Dr Manash Saha, Senior Consultant, Interventional Radiologist, Apollo Gleneagles Hospitals Kolkata on examining Shalini, realized that both her internal jugular veins (left and right) as well as both her subclavian and innominate veins (left and right) are completely blocked due to repeated dialysis and hence are not fit for further dialysis. Due to this blockage she had also effectively developed so called Superior Vena Cava Syndrome. This is when Dr Saha decided to perform venoplasty (opening up of these blocked veins) followed by permcath placement. The tricky procedure took about five and a half hours where Dr Saha inserted the permcath after opening the central venous stenosis finally via Right Subclavian venous route as all other routes had no access. The right basilic vein at arm was punctured and a 6-French sheath was placed through which the catheter and the guide wire were inserted, and finally Rt Subclavian and Innominate vein were opened up by serial balloon dilatation upto 10mm.
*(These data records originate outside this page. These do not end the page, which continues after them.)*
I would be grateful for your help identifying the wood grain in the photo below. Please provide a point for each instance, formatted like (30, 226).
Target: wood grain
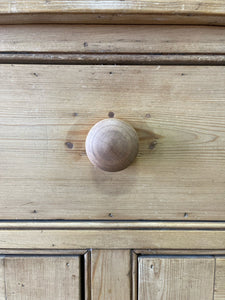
(112, 59)
(41, 278)
(114, 6)
(112, 18)
(175, 278)
(100, 39)
(111, 274)
(102, 225)
(113, 239)
(47, 111)
(219, 293)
Dr Manash Saha further expressed, “Patients of chronic kidney disease who are on hemodialysis, frequently presents with access problem and multiple access veins thrombosis are of very common occurrence. Some of these patients have a tendency to develop thrombosis and fibrotic occlusions of the various venous channels as well, maybe due to several factors associated with them. These patients really pose great clinical challenges for continuation of the hemodialysis and require sometimes very difficult interventional procedures with innovative thinking for them. But in this case, it was almost complete loss of vascular access for hemodialysis where unusual multi-access approach had to be used for recanalization of one of the veins to create a hemodialysis path.”
Dr Sandip Kumar Bhattacharya said, “After the procedure Shalini has recovered and is now under regular dialysis. She will soon be ready for her second transplant.”